Ofer - Stone Throwing, Remand Extension

Share:
Facebook Twitter Whatsapp Email
Observers: 
Aya Kaniuk, Karin Lindner, Nitza Aminov (reporting)
Nov-17-2014
|
Morning

Translation: Marganit W.

 

I was informed that at 9:30 the hearing of the case of Yasser and Halil Jahalin would take place. The two were remanded in custody after the preliminary hearing in August in which the prosecutor described the case as Mafia activity: the police secretly followed the people for 7 months, eventually capturing more than 15 people.

When we left the court during break, I met family members who informed me that the hearing was postponed to the afternoon. The following day I checked with them again and found out that no hearing had taken place, only a request for postponement.

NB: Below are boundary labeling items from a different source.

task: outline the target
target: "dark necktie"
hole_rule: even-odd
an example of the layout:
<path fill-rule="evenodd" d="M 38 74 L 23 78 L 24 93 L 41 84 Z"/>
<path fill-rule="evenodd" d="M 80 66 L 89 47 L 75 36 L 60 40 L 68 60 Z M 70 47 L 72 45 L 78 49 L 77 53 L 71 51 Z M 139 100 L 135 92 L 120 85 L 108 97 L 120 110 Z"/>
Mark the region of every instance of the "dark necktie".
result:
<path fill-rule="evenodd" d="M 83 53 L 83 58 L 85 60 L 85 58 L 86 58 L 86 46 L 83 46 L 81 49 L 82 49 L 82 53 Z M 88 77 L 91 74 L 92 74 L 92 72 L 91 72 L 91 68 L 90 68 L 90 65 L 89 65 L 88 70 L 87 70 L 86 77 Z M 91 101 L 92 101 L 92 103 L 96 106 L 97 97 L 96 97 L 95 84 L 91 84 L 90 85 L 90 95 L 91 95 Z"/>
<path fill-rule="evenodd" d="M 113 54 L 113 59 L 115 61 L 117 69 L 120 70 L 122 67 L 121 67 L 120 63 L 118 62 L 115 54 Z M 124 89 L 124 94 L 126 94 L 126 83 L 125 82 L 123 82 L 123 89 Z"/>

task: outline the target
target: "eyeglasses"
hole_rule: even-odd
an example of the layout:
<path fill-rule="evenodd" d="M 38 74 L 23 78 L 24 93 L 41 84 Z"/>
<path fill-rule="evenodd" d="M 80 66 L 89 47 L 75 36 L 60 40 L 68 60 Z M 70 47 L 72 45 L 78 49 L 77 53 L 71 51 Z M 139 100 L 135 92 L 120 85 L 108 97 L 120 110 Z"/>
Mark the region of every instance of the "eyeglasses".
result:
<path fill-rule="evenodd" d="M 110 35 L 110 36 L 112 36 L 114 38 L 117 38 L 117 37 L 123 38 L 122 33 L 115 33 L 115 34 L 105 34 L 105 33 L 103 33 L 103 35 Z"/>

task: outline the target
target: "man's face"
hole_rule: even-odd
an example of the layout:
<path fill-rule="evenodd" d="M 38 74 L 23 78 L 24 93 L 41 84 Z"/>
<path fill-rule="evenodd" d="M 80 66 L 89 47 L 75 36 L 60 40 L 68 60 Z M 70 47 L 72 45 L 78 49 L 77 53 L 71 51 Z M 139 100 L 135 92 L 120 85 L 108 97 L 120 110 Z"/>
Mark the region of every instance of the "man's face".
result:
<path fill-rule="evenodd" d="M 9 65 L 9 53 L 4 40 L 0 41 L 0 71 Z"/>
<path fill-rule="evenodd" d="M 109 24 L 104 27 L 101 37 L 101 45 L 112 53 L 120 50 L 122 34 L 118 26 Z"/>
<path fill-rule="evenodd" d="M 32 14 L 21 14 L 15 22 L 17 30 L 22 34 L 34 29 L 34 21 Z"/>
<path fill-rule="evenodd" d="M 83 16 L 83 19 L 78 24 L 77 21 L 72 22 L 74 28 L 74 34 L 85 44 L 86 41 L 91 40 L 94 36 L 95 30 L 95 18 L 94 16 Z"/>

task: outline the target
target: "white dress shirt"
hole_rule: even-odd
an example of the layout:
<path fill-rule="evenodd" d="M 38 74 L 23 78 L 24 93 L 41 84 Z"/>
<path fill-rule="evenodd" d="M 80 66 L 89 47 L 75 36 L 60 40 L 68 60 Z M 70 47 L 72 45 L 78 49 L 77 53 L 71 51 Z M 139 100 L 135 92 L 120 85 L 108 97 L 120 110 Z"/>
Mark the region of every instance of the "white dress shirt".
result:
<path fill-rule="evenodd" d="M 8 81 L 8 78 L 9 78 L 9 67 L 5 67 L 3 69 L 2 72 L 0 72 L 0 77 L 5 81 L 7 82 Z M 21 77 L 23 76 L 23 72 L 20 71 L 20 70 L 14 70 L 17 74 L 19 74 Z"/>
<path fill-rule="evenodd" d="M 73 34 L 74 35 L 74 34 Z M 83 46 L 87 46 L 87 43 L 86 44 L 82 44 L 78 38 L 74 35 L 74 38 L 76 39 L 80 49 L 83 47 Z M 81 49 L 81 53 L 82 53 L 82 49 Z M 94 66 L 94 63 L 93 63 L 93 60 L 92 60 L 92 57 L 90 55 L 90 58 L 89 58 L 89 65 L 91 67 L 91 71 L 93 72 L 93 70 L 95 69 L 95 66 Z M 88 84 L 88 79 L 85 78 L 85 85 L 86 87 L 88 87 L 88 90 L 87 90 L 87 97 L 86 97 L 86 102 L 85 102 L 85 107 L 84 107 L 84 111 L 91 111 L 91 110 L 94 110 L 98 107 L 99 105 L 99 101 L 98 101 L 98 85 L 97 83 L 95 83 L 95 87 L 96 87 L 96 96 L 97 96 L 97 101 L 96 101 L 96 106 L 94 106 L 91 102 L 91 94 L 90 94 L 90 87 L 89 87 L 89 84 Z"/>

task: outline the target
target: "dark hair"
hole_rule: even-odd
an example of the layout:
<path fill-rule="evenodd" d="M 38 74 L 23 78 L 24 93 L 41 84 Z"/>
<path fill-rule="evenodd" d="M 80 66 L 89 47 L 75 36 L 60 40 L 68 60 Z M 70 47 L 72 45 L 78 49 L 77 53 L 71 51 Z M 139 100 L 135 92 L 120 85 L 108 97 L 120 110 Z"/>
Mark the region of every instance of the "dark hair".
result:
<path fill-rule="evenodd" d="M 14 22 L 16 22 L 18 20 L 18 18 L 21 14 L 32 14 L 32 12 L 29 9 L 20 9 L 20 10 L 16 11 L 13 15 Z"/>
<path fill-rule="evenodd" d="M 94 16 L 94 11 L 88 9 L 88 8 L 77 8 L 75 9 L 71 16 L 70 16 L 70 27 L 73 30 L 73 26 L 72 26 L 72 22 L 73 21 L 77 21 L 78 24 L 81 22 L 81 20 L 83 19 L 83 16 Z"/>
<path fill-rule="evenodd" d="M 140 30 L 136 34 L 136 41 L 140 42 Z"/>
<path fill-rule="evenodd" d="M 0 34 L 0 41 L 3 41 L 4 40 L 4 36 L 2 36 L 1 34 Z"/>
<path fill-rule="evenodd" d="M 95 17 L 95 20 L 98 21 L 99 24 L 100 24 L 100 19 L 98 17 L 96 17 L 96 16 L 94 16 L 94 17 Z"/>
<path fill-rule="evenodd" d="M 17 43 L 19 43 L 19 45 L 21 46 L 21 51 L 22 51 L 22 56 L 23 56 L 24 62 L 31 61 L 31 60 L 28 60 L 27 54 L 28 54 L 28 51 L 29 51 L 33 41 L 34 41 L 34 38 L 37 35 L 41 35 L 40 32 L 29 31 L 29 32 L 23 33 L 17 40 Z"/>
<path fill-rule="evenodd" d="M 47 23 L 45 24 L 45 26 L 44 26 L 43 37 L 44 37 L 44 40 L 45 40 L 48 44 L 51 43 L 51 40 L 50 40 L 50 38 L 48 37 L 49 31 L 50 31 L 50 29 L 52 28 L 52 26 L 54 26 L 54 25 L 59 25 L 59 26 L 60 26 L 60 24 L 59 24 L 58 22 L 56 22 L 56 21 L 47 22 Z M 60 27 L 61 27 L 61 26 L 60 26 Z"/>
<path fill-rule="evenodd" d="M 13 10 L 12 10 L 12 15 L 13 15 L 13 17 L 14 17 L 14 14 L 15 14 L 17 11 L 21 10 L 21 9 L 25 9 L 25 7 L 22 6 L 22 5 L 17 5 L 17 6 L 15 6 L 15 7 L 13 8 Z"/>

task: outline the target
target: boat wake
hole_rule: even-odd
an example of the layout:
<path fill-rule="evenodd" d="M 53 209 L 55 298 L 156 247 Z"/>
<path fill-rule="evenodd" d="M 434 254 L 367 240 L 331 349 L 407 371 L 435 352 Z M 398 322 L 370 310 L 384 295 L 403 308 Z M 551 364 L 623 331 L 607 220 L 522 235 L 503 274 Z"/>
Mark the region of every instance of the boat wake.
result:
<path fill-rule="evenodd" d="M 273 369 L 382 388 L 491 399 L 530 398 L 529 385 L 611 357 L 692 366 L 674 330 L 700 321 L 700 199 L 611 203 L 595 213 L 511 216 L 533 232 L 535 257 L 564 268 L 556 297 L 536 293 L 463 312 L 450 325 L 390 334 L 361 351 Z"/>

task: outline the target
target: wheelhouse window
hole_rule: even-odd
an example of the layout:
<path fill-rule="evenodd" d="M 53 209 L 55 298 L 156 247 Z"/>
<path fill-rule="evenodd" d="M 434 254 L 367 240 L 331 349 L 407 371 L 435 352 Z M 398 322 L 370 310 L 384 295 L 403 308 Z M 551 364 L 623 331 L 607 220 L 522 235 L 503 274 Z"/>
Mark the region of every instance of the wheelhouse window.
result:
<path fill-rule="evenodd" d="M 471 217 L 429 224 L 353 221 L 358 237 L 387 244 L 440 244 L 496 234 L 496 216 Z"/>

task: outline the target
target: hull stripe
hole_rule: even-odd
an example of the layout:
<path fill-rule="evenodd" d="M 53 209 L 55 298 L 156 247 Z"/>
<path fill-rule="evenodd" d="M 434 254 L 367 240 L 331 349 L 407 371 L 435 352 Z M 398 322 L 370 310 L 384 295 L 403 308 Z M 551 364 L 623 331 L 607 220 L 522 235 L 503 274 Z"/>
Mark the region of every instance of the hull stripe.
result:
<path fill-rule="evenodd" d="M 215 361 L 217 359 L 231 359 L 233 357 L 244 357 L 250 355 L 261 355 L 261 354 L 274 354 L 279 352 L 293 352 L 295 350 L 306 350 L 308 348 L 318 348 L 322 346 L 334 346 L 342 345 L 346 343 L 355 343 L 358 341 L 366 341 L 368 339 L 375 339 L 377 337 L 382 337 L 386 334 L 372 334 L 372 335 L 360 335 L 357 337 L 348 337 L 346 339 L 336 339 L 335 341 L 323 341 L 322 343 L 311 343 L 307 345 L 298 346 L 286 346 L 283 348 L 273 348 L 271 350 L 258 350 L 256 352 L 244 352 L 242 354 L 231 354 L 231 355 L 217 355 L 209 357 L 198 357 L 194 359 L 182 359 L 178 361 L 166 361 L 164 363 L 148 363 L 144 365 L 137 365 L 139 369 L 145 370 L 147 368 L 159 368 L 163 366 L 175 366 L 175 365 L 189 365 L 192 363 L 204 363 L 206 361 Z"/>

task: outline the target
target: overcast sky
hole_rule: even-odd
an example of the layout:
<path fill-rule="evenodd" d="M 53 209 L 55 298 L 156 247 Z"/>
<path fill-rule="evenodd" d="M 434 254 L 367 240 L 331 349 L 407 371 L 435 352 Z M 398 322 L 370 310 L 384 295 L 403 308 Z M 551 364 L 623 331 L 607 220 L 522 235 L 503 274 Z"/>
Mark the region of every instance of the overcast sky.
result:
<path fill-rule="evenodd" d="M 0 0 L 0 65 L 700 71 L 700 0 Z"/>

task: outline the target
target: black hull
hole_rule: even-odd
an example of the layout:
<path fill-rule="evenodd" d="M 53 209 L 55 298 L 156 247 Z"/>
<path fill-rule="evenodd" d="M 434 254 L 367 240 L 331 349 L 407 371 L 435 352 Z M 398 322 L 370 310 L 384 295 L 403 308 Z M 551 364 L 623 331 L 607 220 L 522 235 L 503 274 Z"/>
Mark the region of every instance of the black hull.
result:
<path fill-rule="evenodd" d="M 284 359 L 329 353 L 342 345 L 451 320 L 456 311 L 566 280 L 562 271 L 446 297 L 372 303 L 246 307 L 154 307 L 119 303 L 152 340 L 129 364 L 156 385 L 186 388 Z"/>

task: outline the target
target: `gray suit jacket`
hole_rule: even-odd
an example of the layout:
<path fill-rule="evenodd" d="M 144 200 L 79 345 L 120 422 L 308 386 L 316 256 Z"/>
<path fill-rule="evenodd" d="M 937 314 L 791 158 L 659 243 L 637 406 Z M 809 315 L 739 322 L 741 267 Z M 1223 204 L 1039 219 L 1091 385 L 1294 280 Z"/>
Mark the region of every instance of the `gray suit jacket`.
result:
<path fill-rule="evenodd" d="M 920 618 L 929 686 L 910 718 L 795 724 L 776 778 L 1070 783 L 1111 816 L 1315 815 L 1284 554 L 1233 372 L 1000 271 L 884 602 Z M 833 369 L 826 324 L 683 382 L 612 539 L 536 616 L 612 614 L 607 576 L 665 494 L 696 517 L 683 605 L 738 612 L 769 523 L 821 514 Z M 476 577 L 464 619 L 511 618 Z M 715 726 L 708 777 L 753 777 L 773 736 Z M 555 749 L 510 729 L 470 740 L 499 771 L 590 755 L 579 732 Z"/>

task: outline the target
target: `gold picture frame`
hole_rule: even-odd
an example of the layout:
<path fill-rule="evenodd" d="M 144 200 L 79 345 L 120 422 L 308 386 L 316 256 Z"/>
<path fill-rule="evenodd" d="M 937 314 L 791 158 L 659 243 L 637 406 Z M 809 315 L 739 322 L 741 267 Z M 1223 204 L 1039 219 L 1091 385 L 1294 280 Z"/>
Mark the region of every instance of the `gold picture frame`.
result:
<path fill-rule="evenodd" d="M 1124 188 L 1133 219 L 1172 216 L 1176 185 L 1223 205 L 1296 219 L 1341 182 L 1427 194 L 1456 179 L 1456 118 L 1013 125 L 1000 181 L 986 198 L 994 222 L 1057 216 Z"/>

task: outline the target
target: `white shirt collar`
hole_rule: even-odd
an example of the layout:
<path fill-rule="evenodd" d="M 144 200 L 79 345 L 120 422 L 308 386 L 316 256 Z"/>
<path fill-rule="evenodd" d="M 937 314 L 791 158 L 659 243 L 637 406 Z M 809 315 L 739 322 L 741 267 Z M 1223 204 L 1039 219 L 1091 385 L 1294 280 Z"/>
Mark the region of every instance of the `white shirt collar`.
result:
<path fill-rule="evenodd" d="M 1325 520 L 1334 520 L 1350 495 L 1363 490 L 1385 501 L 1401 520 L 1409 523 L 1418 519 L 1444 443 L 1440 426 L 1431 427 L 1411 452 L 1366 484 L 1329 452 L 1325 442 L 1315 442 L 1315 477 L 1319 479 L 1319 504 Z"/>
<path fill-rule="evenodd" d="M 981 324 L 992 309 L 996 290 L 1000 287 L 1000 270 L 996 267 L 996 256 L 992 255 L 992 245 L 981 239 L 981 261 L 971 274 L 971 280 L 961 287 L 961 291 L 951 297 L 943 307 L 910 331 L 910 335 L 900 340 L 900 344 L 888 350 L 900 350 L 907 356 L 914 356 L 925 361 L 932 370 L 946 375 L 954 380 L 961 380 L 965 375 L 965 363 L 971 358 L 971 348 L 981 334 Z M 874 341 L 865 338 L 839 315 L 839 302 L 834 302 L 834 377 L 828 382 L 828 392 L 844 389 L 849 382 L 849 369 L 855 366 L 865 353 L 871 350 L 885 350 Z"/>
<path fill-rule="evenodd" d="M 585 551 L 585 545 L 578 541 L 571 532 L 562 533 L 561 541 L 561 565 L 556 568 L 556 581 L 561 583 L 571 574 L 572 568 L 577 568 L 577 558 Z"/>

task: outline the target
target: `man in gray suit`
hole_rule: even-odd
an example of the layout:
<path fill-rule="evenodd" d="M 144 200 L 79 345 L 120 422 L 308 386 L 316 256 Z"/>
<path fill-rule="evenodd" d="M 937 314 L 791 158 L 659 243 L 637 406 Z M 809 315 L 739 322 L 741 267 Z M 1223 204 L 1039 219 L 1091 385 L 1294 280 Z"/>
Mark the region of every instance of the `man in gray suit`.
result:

The next hearing was set for 1.12.14.

Monday is the day for traffic cases. This time there were so many of them that 3 courtrooms were allocated to them.

 

In Justice Colonel Rani Amar’s court mostly remand extension cases are heard.

One detainee – a student with no prior record – is accused of throwing rocks. In the court’s lingo it is called “environmental disturbance.”

The defense requests an alternative to detention, but the prosecutor claims (and the judge later concurs) that rock throwing is inherently dangerous and can only be answered by detention.

 

Outside, we spoke with an elderly woman from the village of Qatana who came to attend her son’s hearing. I didn’t get all her explanations, but she said that they live near the fence where security cameras are installed, so it is impossible that the charges against her son are true. The son is represented by Atty. Ahlam Haddad who states that the man was arrested on 20.10.14 together with his brother. The brother has been released, but the prosecution is using a witness (Police Officer Baram) to prove a case against her client after a bag with Molotov cocktail bearing fingerprints had been found. Here things got a bit complicated (at least for me – N.A.): the attorney claims that a statement was taken from her client two months after the incident. In the meantime, the witness saw the detainee on Facebook, once with his face bare and once covered. The Facebook page the investigators saw, however, does not belong to the detainee, but they brought photos by which they claimed they had identified the detainee.

In short, Big Brother’s is watching. What’s more important is that the attorney mentioned that the bag the police had seized contained empty bottles, not Molotov cocktails.

The judge said he wanted to check if there was evidentiary basis for remand extension. He found that one existed involving the suspect in disturbances of the peace or at least in rock throwing.

A date for arraignment was set for 26.11.14 when the indictment will be submitted.